To prevent double taxation, S3 does not apply to the part of a gain where the company would otherwise also be subject to a charge to non-resident CG.
Example
A non-UK resident close company disposes of a residential property. The property was acquired in 2010 and disposed of in 2020.
Any part of the overall gain arising on disposal that relates to the period from 6 April 2015 would be within the scope of the non-resident CG rules. S3 would continue to apply to the part of the gain arising before 6 April 2015.
Attribution of gains to settlors with interest in non-resident settlements under TCGA92/S86
TCGA92/S86 serves to prevent people in the UK setting up non-resident trusts to keep gains outside the scope of CGT and CT (see CG38430+).
Where gains accrue to non-resident trusts in respect of any settled property “originating from the settlor”, that would be chargeable gains under TCGA92/S1(3). These gains are attributed to settlors who have an interest in the trust and are chargeable to CGT.

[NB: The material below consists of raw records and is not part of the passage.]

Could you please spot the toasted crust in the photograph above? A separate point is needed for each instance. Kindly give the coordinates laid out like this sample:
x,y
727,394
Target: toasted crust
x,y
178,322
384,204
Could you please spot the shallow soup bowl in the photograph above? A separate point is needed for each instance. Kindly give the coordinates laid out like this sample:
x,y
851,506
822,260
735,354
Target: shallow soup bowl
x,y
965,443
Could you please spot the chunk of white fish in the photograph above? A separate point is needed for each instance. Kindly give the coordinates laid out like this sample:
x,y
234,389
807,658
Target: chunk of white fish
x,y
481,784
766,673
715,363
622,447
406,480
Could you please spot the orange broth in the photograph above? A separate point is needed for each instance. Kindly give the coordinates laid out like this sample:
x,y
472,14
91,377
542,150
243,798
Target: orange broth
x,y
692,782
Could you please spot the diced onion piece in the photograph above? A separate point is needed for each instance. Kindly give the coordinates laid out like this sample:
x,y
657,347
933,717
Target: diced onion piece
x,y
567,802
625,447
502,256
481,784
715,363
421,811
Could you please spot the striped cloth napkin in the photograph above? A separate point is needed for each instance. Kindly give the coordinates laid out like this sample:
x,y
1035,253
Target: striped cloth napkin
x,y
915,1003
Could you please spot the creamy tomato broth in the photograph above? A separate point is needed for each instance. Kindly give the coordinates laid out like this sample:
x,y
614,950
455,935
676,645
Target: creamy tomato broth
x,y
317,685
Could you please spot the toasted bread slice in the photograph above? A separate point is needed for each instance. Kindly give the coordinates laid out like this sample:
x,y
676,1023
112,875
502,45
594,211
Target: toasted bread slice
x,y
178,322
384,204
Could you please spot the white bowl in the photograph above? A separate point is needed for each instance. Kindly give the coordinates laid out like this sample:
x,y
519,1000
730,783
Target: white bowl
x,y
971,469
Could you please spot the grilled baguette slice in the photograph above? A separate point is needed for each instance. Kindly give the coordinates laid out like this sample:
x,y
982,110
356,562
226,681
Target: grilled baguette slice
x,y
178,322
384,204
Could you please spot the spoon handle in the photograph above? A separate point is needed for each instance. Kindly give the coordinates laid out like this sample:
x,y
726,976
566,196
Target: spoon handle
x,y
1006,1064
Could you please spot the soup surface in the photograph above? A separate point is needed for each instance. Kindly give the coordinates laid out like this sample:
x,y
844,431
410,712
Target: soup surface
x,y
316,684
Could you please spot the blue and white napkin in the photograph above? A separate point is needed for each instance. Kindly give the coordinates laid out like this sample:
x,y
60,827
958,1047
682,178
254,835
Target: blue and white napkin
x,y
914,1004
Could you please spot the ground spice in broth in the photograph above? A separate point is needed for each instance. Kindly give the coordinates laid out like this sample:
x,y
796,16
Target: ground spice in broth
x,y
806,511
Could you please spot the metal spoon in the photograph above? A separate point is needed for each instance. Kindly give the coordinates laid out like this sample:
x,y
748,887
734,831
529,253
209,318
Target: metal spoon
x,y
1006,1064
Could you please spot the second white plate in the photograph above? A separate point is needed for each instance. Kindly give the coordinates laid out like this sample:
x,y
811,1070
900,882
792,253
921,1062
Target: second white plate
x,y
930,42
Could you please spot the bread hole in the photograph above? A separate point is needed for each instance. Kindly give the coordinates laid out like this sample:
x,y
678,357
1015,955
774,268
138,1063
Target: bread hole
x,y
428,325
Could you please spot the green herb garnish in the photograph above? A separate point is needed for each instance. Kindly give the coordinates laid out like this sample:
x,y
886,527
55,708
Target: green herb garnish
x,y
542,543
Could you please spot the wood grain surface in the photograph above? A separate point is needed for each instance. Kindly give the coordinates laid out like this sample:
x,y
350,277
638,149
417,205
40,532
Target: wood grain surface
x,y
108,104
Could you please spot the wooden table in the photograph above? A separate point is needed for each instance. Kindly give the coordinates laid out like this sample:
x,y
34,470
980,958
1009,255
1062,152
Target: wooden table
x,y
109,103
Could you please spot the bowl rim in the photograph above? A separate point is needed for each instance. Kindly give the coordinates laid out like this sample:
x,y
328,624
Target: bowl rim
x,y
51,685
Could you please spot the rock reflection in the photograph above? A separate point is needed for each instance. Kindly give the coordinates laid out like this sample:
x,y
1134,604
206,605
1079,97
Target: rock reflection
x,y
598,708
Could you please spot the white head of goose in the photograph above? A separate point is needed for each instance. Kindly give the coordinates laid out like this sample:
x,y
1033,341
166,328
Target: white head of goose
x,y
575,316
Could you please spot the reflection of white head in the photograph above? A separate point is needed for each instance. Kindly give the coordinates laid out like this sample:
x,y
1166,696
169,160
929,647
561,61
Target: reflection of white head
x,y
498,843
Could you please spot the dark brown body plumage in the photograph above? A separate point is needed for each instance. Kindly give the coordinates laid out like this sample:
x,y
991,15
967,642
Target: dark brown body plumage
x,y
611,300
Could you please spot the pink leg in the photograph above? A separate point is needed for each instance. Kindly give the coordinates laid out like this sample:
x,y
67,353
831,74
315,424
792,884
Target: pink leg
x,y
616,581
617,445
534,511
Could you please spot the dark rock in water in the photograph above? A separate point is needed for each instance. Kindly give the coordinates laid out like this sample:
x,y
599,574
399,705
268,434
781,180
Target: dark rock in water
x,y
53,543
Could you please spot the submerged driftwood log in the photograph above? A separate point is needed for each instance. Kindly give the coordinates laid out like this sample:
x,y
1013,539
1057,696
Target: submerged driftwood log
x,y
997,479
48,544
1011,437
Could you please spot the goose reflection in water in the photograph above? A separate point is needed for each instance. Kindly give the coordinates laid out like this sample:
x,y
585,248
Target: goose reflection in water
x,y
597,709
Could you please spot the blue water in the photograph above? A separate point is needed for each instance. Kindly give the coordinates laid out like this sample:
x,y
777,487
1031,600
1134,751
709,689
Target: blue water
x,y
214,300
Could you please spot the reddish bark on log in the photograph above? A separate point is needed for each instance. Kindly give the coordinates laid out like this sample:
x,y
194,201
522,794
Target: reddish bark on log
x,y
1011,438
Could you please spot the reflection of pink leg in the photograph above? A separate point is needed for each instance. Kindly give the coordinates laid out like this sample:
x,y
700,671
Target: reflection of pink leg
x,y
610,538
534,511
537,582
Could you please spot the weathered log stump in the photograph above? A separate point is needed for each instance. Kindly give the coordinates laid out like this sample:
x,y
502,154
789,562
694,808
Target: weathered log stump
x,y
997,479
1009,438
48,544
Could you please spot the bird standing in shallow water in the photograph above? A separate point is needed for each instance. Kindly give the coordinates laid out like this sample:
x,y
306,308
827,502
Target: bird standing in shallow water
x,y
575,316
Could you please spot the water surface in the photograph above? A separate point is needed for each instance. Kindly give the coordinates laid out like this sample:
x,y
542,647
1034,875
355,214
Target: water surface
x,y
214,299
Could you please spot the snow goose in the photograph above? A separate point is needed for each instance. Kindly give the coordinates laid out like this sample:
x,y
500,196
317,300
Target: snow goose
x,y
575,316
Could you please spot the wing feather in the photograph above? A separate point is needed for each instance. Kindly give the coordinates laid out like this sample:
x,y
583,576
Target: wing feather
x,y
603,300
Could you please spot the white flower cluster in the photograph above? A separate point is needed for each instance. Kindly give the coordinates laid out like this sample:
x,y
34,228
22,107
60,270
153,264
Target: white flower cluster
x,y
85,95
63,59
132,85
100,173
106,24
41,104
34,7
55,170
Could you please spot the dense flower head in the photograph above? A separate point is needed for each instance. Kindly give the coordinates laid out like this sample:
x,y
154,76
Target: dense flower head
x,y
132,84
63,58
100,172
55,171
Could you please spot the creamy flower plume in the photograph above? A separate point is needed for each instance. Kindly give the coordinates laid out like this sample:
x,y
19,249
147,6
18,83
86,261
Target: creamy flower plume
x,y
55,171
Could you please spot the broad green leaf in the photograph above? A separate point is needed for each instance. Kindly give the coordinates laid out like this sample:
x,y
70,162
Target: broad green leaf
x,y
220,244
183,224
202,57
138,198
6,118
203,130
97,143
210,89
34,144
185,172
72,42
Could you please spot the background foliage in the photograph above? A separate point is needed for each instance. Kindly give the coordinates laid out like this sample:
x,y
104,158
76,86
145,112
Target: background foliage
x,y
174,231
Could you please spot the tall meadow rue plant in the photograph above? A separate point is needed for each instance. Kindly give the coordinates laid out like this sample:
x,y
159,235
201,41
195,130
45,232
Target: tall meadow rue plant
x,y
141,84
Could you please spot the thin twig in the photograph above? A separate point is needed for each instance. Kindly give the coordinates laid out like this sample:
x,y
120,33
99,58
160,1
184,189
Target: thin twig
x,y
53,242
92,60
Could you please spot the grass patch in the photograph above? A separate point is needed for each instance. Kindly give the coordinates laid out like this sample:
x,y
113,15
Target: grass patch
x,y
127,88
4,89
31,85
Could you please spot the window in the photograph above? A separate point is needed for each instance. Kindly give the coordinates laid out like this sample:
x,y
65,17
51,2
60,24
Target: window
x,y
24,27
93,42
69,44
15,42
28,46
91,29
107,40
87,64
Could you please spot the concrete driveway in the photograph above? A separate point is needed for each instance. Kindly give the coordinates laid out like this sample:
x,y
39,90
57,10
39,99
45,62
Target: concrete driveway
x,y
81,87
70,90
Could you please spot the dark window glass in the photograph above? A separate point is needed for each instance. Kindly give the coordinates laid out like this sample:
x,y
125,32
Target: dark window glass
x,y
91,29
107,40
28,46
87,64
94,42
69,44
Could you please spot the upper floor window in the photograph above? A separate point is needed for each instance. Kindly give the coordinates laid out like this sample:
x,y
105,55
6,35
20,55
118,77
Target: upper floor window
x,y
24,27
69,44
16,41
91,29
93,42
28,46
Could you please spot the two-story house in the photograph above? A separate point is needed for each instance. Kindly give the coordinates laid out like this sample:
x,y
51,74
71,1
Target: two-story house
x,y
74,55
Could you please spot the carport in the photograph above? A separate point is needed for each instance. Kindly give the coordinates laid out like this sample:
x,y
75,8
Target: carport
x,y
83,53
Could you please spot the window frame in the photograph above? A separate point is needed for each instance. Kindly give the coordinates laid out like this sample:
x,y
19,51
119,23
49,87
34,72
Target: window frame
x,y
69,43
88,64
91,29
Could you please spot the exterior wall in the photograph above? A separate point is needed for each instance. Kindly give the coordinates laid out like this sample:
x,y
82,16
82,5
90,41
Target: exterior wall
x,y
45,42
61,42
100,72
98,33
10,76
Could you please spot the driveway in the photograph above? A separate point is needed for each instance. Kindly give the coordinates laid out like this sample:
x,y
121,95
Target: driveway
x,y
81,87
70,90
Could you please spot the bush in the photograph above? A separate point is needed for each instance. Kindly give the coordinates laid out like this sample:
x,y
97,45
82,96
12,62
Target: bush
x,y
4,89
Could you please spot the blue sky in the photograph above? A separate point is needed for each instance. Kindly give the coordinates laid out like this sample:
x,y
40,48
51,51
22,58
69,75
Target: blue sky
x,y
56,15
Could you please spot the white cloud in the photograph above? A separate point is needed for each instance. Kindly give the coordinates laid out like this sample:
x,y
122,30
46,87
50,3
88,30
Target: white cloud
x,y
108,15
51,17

Non-resident trustees are taxable on the part of the gain that is within the NRCG provisions i.e. the part that relates to the period after 5 April 2015 (for residential property) or after 5 April 2019 (for non-residential property and indirect disposals).
To avoid double taxation the part of a gain caught by the NRCG provisions is excluded from the calculation of the s1(3) amount by s86(4ZA) and is therefore not included in the amount available to be attributed to the settlor.
Attribution of gains to beneficiaries of non-resident settlements under TCGA92/S87
TCGA92/S87 imposes a charge on beneficiaries of non-resident trusts where S86 does not apply (see CG38570+). Gains accruing to non-UK resident trustees (the s1(3) amounts) are treated as chargeable gains accruing to beneficiaries, to the extent that the beneficiaries receive matched capital payments from the trustees.
Non-resident trustees are taxable on the part of the gain that is within the NRCG provisions i.e. the part that relates to the period after 5 April 2015 (for residential property) or after 5 April 2019 (for non-residential property and indirect disposals).
To avoid double taxation the part of a gain caught by the NRCG provisions is excluded from the calculation of the s1(3) amount by s87(5A) and is therefore not included in the amount available to be matched to capital payments.
Transfers of value by trustees, attribution of gains to beneficiaries under TCGA92/Sch 4C
TCGA92/Sch 4C is part of a series of anti-avoidance provisions introduced to counter ‘flip flop’ schemes, involving trustees of a non-resident trust borrowing funds on the value of settled property and making loans to another trust. In broad terms, gains on deemed disposals are attributed to the settlor or else are allocated to beneficiaries in receipt of capital payments (see CG39100+).
To avoid double taxation the part of a gain caught by the NRCG provisions is excluded from the calculation of the chargeable amount by Sch 4C Para 4(3) and is therefore not included in the amount available to be matched to capital payments.